Apesar de algumas marcas chinesas estarem começando a considerar produção dentro da Europa (como a BYD), o cenário predominante ainda é outro: mesmo com o crescimento das vendas, a maior parte das montadoras segue trazendo seus carros diretamente da China. Com isso, ficam sujeitas a tarifas aduaneiras que podem chegar a 45,3%.
E, ao que tudo indica, a União Europeia não quer limitar sua resposta a tarifas. Os construtores chineses seguem sendo encarados como um risco para a indústria automotiva europeia e, por isso, o bloco vem anunciando um pacote mais duro de medidas protecionistas.
Uma das iniciativas centrais anunciadas pela União Europeia é o Industrial Accelerator Act (Lei do Acelerador Industrial). A proposta legislativa busca resguardar a indústria e os empregos europeus ao impor condições mais rígidas ao investimento estrangeiro. Segundo especialistas, a lei pode começar a valer já em meados do próximo ano.

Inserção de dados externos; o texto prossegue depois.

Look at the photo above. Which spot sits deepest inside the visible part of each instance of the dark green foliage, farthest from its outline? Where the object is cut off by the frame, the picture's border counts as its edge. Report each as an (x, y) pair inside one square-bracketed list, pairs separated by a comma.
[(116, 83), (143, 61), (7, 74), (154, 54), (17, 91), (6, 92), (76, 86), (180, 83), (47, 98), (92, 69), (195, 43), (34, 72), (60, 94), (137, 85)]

O que preocupa os construtores chineses
É justamente essa proposta que acendeu o alerta entre os construtores chineses. Se o texto avançar, qualquer fabricante que queira erguer uma fábrica na Europa terá de atender a um conjunto de exigências bem apertadas:
- Formar joint-ventures em que o parceiro europeu detenha o controle majoritário (as marcas chinesas não podem passar de 49%);
- Compartilhar e licenciar propriedade intelectual (tecnologia e patentes) com a entidade europeia;
- Manter, no mínimo, 50% de trabalhadores europeus (esta é a única regra não negociável);
- Adotar fornecedores e componentes locais.
Diante desse quadro, as montadoras chinesas se veem pressionadas por uma corrida contra o relógio para se estabelecerem na Europa antes que essas regras entrem em vigor.
Comprar em vez de construir
Construir uma fábrica do zero exige um prazo longo - algo que os construtores chineses não têm neste momento. Por isso, a alternativa que vem ganhando tração é comprar ou firmar parcerias em instalações industriais já existentes, mas que hoje operam abaixo da capacidade ou até estão paradas.
Várias montadoras já estão seguindo esse caminho. A BYD, que ergueu uma fábrica na Hungria e está construindo outra na Turquia, agora procura ativamente unidades subutilizadas na Itália e na Espanha.
A Chery adquiriu a antiga fábrica da Nissan em Barcelona e negocia com a montadora japonesa a produção em Sunderland (Reino Unido, onde atualmente são fabricados o Leaf e o Qashqai). A Leapmotor vai produzir seus modelos em parceria com a Stellantis em Madri e Saragoça, enquanto a Dongfeng se prepara para montar sua linha premium na fábrica da Stellantis em Rennes. Já a Geely negocia a compra de parte de uma unidade da Ford em Valência.
Acordos, fábricas e metas de volume na União Europeia
A SAIC, proprietária da MG, por sua vez abrirá a primeira fábrica do grupo na União Europeia, na Galícia, com capacidade para 120 mil veículos por ano. A XPeng, pelo que se sabe, mantém conversas com a Volkswagen e outros construtores para comprar uma fábrica europeia, embora já fabrique modelos nas instalações da Magna Steyr, na Áustria.
Citado pela Automotive News Europe, o analista da Jefferies, Philippe Houchois, sintetizou o momento: “os construtores chineses sempre ambicionaram produzir na Europa, mas começam agora a perceber que essa oportunidade pode estar a tornar-se mais limitada”.
Segundo a mesma consultoria, levando em conta os planos já conhecidos dos construtores chineses - caso se concretizem -, o resultado pode significar mais de dois milhões de carros produzidos no continente europeu.